Alexander was whingeing on about them being even worse then.

‘Them?’

‘The other boys. They tease me.’

‘What about?’

Alexander ducked his head. ‘All sorts of stuff. Especially . . . when we’re in the showers.’

‘Aha!’

‘They laugh at me because . . .’

‘Because you’re Alexander the not-so-great!’ I said, giggling.

Alexander flinched as if I’d hit him. I suddenly felt mean. I hitched myself up on the window seat beside him. ‘So you bunk off?’ I said.

‘Mmm.’

‘Haven’t they complained to your mum?’

‘Yes.’

‘So what did she say?’

‘She never says anything much. It’s Dad.’ Alexander said the word ‘Dad’ as if it meant Rottweiler.

‘What did
he
say?’

I could feel Alexander trembling. ‘He said – he said – he said he’d send me away to boarding school if I didn’t watch out, and then I couldn’t play truant.

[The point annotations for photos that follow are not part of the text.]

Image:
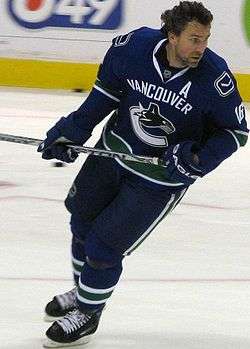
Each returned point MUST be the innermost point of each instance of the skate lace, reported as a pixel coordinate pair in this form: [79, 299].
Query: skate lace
[73, 321]
[67, 299]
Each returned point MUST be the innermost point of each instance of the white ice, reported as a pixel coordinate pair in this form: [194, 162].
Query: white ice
[186, 287]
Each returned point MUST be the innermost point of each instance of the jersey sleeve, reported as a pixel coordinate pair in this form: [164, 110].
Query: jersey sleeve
[104, 96]
[228, 127]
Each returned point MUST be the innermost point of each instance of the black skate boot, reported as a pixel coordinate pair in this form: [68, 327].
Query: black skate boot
[75, 328]
[60, 305]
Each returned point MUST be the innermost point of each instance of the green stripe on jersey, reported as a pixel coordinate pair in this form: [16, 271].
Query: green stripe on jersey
[156, 173]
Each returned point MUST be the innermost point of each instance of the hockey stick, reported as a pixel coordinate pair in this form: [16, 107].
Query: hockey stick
[88, 150]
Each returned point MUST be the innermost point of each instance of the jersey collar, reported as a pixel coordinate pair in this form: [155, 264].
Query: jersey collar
[157, 66]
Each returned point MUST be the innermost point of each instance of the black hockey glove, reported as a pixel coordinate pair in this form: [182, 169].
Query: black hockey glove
[58, 137]
[182, 163]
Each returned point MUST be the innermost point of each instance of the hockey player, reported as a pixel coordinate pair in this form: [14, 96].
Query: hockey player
[170, 97]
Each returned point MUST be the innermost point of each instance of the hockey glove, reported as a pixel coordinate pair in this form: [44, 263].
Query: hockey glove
[182, 163]
[58, 137]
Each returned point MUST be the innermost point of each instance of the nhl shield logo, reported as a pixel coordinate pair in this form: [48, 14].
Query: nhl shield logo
[150, 126]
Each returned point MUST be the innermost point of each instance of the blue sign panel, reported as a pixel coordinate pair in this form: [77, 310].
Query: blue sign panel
[83, 14]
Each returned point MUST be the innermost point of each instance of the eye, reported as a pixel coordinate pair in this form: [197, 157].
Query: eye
[195, 40]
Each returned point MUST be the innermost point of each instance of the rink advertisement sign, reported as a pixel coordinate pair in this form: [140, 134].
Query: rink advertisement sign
[247, 19]
[85, 14]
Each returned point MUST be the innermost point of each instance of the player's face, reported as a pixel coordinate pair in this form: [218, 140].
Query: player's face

And he said I’d
really
get bullied there.’

‘He sounds dead caring, your dad,’ I said, and I patted Alexander on his bony little shoulder.

‘He says I have to learn to stand up for myself.’

I snorted and suddenly gave him the teeniest little push. He squealed in shock and nearly fell off the window seat. I hauled him back. ‘You’re not even very good at
sitting
up for yourself,’
I
said, shaking my head at him.

‘I know,’ Alexander said dolefully.

‘So come on then. Try fighting back.’

‘I can’t. I don’t know how.’

‘I’ll show you.’

He was in luck. I’m the greatest fighter in the world. I’m especially good at getting a sly punch in first. And I don’t just rely on fists. I’m great at kicking shins. If I’m really pushed I bare my killer choppers and bite.

I pulled Alexander off the window seat and tried to get him to put his fists up. His little hands drooped back down to his sides.